El Gobierno federal, sin tanto rollo, decidió quitar la exención de aranceles a varios productos que usualmente importamos para ver si así bajan los precios de la canasta básica. Según ellos, esta movida se alinea con el Plan México de soberanía alimentaria y el Pacic, que nadie sabe muy bien qué es.
Alegan que, debido a la inflación y a que importamos de países con los que no tenemos tratados, era hora de revisar si valía la pena mantener esas exenciones. Así que, adiós a la exención de productos como carnes, pescados, leche, arroz, aceites, embutidos y más.

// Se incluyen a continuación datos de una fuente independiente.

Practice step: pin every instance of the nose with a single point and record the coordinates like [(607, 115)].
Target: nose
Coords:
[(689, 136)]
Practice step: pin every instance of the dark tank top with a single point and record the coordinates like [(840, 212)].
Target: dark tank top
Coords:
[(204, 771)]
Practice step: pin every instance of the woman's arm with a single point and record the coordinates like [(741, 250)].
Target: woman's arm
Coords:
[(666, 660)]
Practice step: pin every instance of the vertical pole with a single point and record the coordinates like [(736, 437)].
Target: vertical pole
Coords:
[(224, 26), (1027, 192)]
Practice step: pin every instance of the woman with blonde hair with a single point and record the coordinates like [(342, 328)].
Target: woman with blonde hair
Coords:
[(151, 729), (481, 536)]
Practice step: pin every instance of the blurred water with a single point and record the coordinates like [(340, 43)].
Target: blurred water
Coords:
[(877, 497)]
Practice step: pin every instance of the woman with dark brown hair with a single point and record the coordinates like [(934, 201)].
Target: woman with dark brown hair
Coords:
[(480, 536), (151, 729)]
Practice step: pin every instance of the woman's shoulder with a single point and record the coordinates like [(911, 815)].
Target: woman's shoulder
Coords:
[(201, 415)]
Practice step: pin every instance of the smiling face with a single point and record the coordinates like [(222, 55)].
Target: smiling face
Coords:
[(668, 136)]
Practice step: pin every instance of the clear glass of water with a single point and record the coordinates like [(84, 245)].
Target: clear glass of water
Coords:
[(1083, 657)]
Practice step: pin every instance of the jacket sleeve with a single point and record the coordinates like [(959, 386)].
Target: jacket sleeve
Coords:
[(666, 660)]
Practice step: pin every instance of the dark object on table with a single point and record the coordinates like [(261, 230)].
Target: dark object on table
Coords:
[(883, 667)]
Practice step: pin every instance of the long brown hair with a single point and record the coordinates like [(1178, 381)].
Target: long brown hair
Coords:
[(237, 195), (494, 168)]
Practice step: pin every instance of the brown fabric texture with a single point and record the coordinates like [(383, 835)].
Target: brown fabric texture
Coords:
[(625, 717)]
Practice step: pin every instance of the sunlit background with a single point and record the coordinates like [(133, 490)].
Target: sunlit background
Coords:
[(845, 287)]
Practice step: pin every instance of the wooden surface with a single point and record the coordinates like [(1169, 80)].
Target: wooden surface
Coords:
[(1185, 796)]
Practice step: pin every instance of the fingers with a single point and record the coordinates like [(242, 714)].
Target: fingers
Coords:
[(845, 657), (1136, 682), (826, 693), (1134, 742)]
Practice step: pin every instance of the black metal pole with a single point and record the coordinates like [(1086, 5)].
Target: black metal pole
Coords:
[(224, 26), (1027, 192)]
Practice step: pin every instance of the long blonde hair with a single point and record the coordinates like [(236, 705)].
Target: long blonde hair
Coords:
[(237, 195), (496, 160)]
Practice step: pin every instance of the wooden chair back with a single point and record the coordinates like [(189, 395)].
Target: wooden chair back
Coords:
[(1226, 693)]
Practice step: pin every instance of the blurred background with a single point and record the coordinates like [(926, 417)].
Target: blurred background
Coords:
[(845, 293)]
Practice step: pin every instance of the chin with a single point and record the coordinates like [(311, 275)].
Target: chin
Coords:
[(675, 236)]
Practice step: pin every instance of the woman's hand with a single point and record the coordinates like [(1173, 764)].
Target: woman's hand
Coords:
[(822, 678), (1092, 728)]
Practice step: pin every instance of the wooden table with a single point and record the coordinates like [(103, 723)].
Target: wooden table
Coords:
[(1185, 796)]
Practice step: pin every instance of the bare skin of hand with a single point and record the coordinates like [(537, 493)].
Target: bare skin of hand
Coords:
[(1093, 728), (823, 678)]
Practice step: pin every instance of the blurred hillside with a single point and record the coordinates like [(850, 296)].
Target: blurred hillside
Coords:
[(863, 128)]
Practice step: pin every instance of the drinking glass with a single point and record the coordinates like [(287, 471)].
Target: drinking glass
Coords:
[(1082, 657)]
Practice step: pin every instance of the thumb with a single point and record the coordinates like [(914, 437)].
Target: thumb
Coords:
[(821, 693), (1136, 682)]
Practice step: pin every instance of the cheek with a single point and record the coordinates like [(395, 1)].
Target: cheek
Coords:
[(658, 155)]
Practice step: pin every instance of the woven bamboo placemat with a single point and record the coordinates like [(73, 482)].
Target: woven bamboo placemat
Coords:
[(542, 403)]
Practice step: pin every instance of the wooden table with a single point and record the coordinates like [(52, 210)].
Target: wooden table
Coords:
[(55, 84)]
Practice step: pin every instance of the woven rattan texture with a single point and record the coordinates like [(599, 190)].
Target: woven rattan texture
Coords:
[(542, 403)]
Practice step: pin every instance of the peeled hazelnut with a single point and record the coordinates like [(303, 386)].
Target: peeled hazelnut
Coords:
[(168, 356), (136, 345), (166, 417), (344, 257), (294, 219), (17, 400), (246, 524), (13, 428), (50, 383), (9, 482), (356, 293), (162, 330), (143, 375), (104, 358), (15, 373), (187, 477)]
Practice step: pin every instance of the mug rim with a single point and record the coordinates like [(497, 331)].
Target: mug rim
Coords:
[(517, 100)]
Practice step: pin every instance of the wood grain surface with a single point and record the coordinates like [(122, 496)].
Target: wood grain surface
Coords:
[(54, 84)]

¿Por qué? Pues, para no perjudicar a la industria nacional y para mantener un equilibrio en la oferta de alimentos. ¿Suena razonable? Pues agárrate, porque la Presidencia Sheinbaum también mencionó que ahora toca pagar aranceles por aceites vegetales, arroz y frijol.
¿Y sabes qué? Como llovió mucho en 2025, hay montones de frijoles y arroz, así que ni de broma habrá inflación. Además, con la producción prevista de 15 mil millones de litros de leche al año en 2030, era obvio que tenían que cobrar aranceles por la leche importada.
En resumen, si querías comer sano y barato, olvídalo. El gobierno está más interesado en proteger a sus productores nacionales y mantener a raya la inflación, aunque a nosotros nos cueste más caro. Es lo que hay, amigos. La comida, en México, se pone cada vez más cara. ¡A pagar sin chistar!